De uitgaven van gemeenten worden uit verschillende inkomstenbronnen bekostigd. Tabel 5 bevat een overzicht van de verschillende inkomstenbronnen van de gemeenten voor de periode 2016-2021. De cijfers tot en met 2019 zijn op basis van de jaarrekeningen. De cijfers 2020 en 2021 zijn op basis van de oorspronkelijke begrotingen.
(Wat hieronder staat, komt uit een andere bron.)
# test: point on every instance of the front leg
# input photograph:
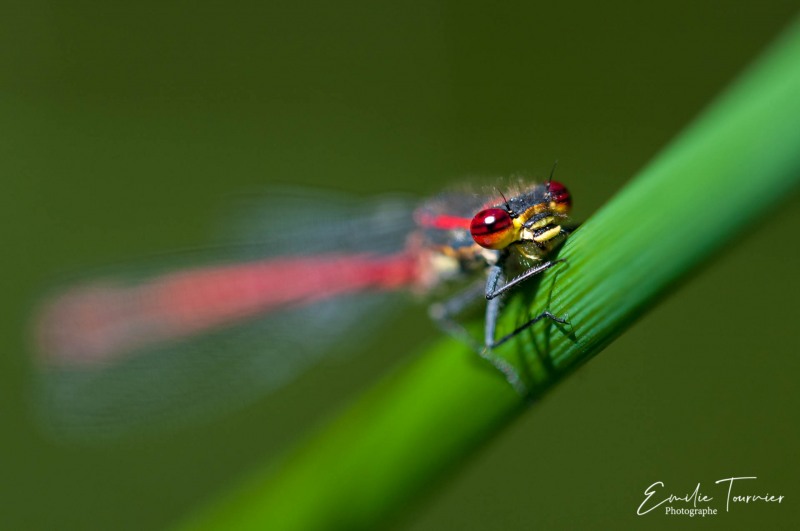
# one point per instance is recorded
(492, 291)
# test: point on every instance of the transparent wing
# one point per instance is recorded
(201, 332)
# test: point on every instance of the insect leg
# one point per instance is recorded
(492, 312)
(493, 291)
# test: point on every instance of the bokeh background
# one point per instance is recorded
(124, 127)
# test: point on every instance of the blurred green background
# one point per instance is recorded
(123, 128)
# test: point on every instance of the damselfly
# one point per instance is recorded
(309, 268)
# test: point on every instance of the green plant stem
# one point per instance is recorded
(723, 175)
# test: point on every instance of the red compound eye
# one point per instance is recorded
(492, 228)
(560, 195)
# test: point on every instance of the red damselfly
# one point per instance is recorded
(301, 268)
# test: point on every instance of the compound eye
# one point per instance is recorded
(492, 228)
(560, 197)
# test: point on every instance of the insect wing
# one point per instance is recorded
(114, 357)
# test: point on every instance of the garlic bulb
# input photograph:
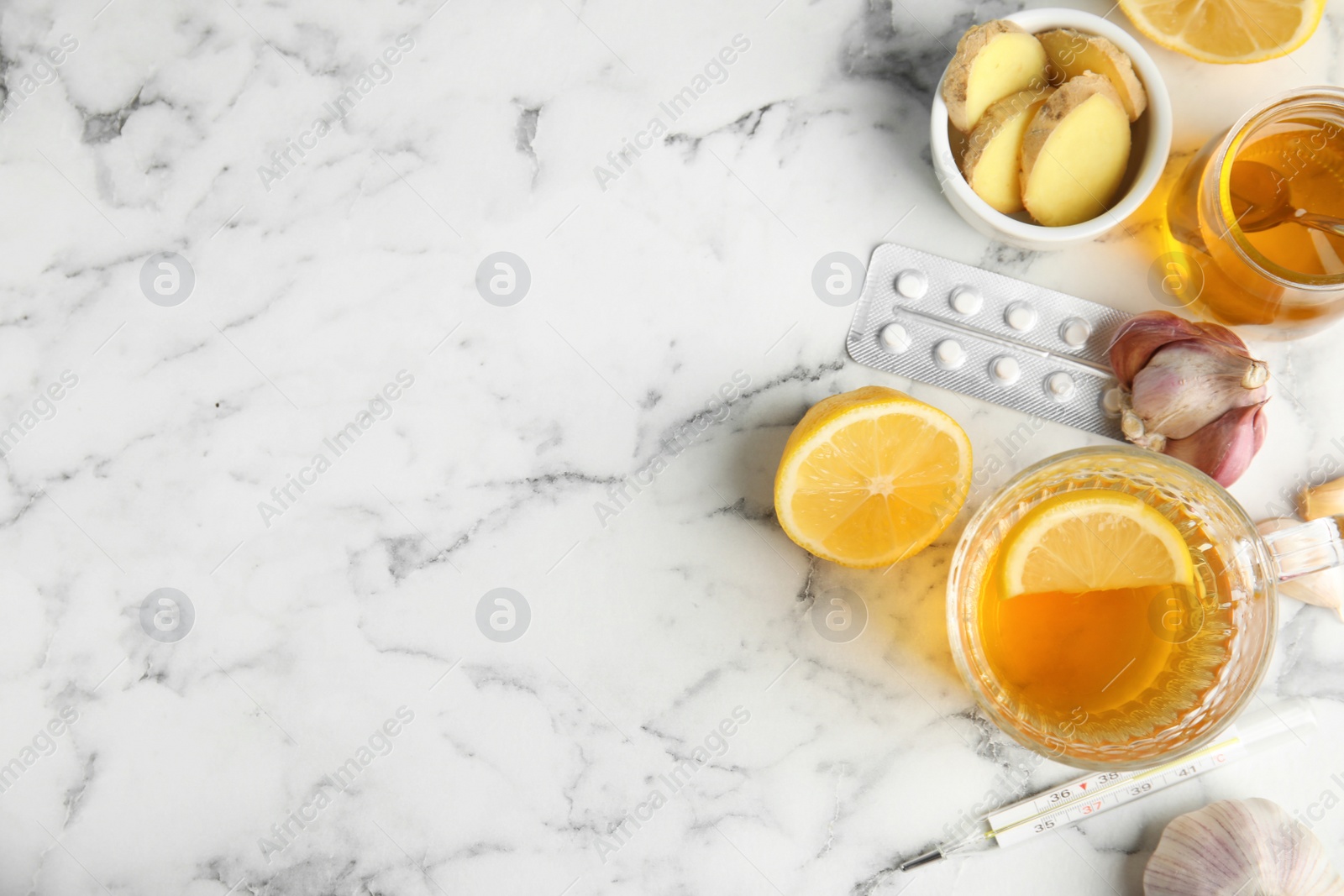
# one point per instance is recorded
(1242, 846)
(1193, 391)
(1324, 500)
(1324, 589)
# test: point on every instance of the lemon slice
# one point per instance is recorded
(871, 477)
(1227, 29)
(1093, 540)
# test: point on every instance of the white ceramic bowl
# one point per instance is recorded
(1152, 144)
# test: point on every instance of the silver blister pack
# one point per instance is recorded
(990, 336)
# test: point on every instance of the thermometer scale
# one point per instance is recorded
(1090, 795)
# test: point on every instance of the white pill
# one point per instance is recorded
(911, 284)
(949, 355)
(967, 300)
(1005, 369)
(894, 338)
(1021, 316)
(1061, 385)
(1075, 332)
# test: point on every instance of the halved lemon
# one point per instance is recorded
(871, 477)
(1227, 29)
(1093, 540)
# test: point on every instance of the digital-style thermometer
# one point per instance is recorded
(1086, 797)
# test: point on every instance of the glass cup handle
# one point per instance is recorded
(1307, 548)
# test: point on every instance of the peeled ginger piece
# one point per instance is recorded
(994, 60)
(1075, 152)
(1073, 53)
(992, 161)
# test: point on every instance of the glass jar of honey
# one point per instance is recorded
(1257, 219)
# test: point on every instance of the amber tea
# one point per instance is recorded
(1112, 606)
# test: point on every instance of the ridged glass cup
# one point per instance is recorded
(1226, 633)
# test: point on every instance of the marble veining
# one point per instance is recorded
(528, 624)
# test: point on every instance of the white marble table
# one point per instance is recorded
(335, 720)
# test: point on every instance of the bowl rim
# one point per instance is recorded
(1155, 154)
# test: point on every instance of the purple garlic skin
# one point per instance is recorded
(1225, 448)
(1193, 391)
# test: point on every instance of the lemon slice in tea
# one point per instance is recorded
(1093, 540)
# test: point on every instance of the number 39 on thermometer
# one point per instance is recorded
(1079, 799)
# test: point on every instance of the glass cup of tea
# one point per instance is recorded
(1257, 219)
(1158, 664)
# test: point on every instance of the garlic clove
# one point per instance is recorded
(1189, 385)
(1323, 500)
(1225, 448)
(1140, 338)
(1324, 589)
(1247, 846)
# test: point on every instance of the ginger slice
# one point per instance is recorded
(1075, 152)
(994, 149)
(994, 60)
(1073, 53)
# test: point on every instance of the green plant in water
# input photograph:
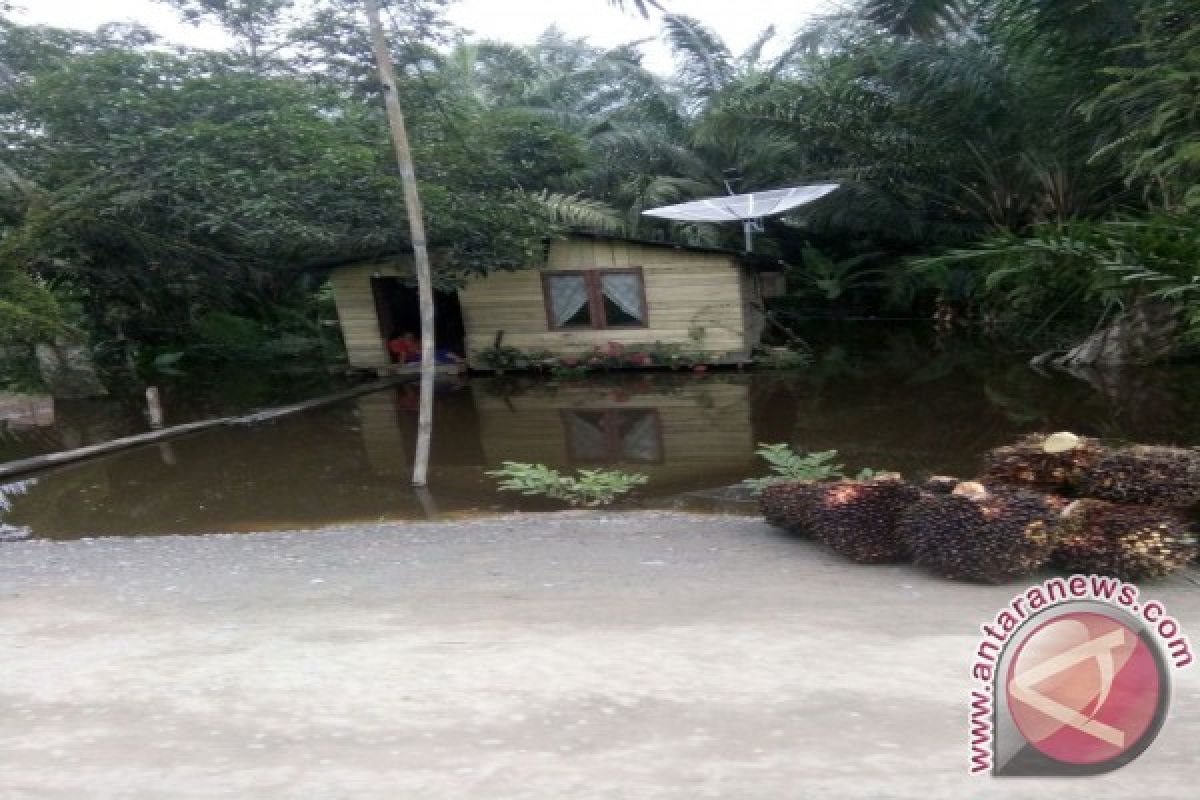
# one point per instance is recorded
(587, 488)
(787, 465)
Realisatie 2016 | Realisatie 2017 | Realisatie 2018 | Realisatie 2019 | Begroting 2020 | Begroting 2021 | |
---|---|---|---|---|---|---|
Inkomsten vanuit het Rijk | ||||||
Gemeentefonds1 | 28.043 | 27.814 | 29.082 | 31.295 | 33.442 | 32.817 |
Specifieke uitkeringen2 | 6.281 | 6.400 | 6.900 | 7.000 | 11.300 | 10.500 |
Inkomsten uit eigen bronnen | ||||||
OZB3 | 3.758 | 3.873 | 3.985 | 4.156 | 4.309 | 4.556 |
Overige belastingen3 | 1.183 | 1.530 | 1.622 | 1.740 | 1.852 | 1.805 |
Retributies3 | 4.116 | 4.518 | 4.546 | 4.603 | 4.660 | 4.942 |
Bouwgrondexploitatie4 | 5.268 | 4.169 | 3.818 | 3.139 | 3.395 | 3.505 |
Onttrekkingen reserves4 | 7.084 | 6.663 | 6.989 | 6.764 | 3.715 | 3.876 |
Overige middelen5 | 9.093 | 9.605 | 8.729 | 8.052 | 5.947 | 6.066 |
Totaal | 64.826 | 64.572 | 65.671 | 66.749 | 68.620 | 68.067 |
Inkomsten vanuit het Rijk
De grootste inkomstenbron van gemeenten (48% in 2021) is - zeker sinds de decentralisaties in het sociale domein - het gemeentefonds. Het bedrag in de tabel betreft het totale verplichtingenbedrag voor het gemeentefonds en omvat de algemene uitkering, de integratie-uitkeringen en de decentralisatie-uitkeringen.
De specifieke uitkeringen vormen een andere inkomstenbron die vanuit het Rijk afkomstig is. Op de specifieke uitkeringen wordt in paragraaf 4.2 dieper ingegaan.
Inkomsten uit eigen bronnen
Naast de uitkeringen van het Rijk hebben de gemeenten inkomsten uit de Onroerende zaakbelasting (OZB), retributies en overige belastingen en heffingen. Op deze opbrengsten uit lokale belastingen en heffingen wordt in paragraaf 4.3 ingegaan. Daarnaast is sprake van ontrekkingen uit de reserves en van overige middelen.